Judge vendors on hardware reliability, platform scalability, integration depth, and their roadmap for predictive analytics. The right partner sells you a platform for results, not just hardware.
GPX delivers the AI-powered visibility and predictive insight that complex trailer and asset fleets need at scale. See how our multi-sensor platform turns operational data into bottom-line results, and get a demo to map trailer tracking ROI to your own fleet.

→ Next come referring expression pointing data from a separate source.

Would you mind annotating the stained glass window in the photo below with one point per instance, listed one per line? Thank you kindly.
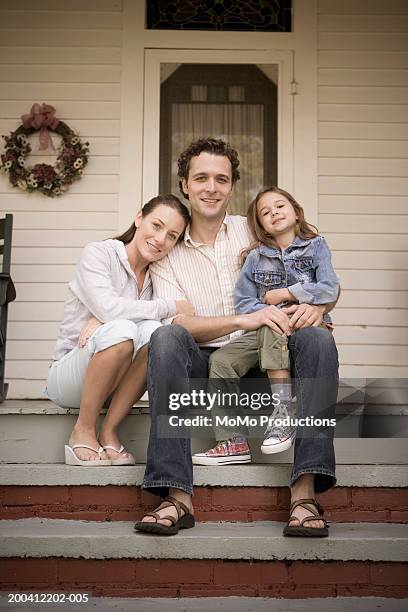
(226, 15)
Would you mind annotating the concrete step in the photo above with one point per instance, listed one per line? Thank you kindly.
(231, 493)
(35, 431)
(209, 560)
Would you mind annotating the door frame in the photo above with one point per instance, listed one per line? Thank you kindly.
(151, 128)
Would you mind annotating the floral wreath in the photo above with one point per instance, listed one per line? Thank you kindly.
(50, 180)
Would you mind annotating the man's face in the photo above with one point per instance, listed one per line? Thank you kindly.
(209, 185)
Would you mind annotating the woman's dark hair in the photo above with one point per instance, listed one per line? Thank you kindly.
(207, 145)
(167, 200)
(303, 229)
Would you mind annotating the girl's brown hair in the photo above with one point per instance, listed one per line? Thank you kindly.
(169, 200)
(303, 229)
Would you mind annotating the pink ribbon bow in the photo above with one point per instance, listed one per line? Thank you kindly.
(41, 118)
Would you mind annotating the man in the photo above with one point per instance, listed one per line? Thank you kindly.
(203, 270)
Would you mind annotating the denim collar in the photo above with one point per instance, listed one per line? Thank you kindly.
(273, 252)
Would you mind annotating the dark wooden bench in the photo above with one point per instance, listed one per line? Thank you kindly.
(7, 293)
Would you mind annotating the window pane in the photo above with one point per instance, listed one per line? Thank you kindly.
(230, 15)
(234, 102)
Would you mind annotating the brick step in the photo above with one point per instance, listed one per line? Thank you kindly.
(232, 604)
(232, 493)
(235, 559)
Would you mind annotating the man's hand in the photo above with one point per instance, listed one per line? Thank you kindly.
(88, 329)
(305, 315)
(276, 296)
(184, 307)
(271, 316)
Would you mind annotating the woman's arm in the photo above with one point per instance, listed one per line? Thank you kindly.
(93, 286)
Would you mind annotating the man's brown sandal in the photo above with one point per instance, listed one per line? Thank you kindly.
(184, 521)
(311, 505)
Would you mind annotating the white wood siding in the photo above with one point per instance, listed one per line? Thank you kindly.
(67, 54)
(363, 184)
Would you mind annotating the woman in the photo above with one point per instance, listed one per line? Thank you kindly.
(110, 301)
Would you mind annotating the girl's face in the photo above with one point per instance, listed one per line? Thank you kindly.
(276, 214)
(157, 232)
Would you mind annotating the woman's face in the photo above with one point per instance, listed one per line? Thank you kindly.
(157, 232)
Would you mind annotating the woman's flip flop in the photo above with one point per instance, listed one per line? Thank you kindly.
(72, 459)
(123, 460)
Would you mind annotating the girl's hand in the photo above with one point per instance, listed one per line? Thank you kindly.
(276, 296)
(305, 315)
(184, 307)
(87, 331)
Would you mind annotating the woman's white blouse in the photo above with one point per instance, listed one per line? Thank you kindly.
(105, 287)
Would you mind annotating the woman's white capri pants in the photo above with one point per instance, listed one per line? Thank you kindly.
(67, 375)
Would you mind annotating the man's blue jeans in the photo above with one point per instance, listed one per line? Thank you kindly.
(175, 357)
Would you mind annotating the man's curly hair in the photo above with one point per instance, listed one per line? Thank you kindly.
(207, 145)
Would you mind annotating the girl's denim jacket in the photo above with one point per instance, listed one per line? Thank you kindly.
(304, 268)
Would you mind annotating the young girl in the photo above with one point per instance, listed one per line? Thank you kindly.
(287, 263)
(108, 319)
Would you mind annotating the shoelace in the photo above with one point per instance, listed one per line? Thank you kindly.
(280, 412)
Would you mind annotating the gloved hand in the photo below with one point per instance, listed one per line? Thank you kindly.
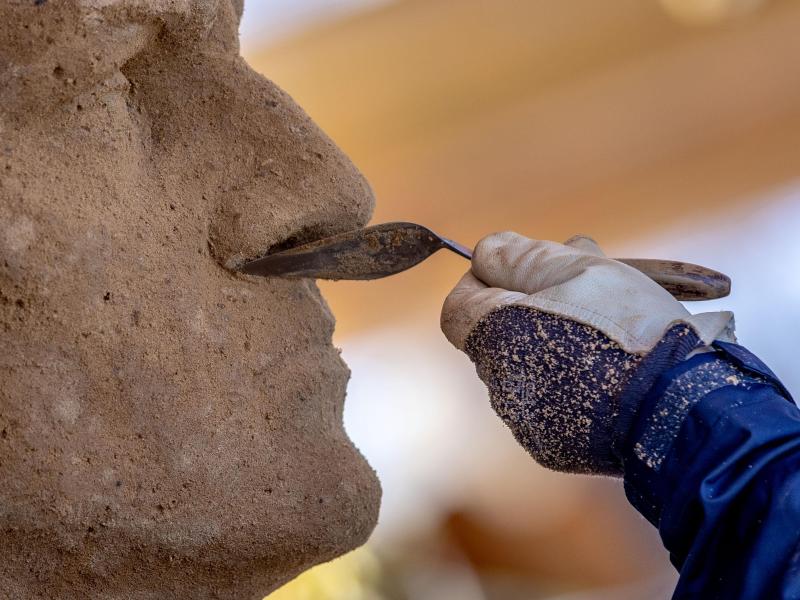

Traditional GPS tells you where an asset is. AI asset tracking, like GPX, reads location, sensor data, and historical trends to deliver predictive insight. It forecasts arrival times, flags unusual activity, and recommends actions, moving past simple dots on a map.
The best options are self-powered devices with long-life batteries or solar charging. They run on their own for years with no vehicle connection. For large sites, pairing GPS gateways with low-cost BLE tags on individual assets scales cleanly and keeps costs down.
Yard tracking works best with a mix of technologies. GPS gives you general location, and geofencing draws virtual perimeters around zones or parking rows. In high-density yards, automated inventory with BLE tags and mobile gateways locates every tagged asset in near real time.
Deployment time depends on the solution. Slap-and-track devices install in minutes per trailer. Sensor-integrated systems take longer. A GPX platform rollout runs in phases, with initial assets live within days and full fleet integration over a few weeks to match your operational cadence.
Trailer tracking ROI comes from three levers: fewer stolen or lost assets, higher trailer utilization, and less labor spent on manual yard checks. Recovering even a handful of trailers a year, or trimming fleet size after utilization data exposes idle units, often covers the platform cost. Enterprise operators running AI-powered analytics see the strongest returns, because predictive utilization and automated inventory compound the savings across thousands of assets.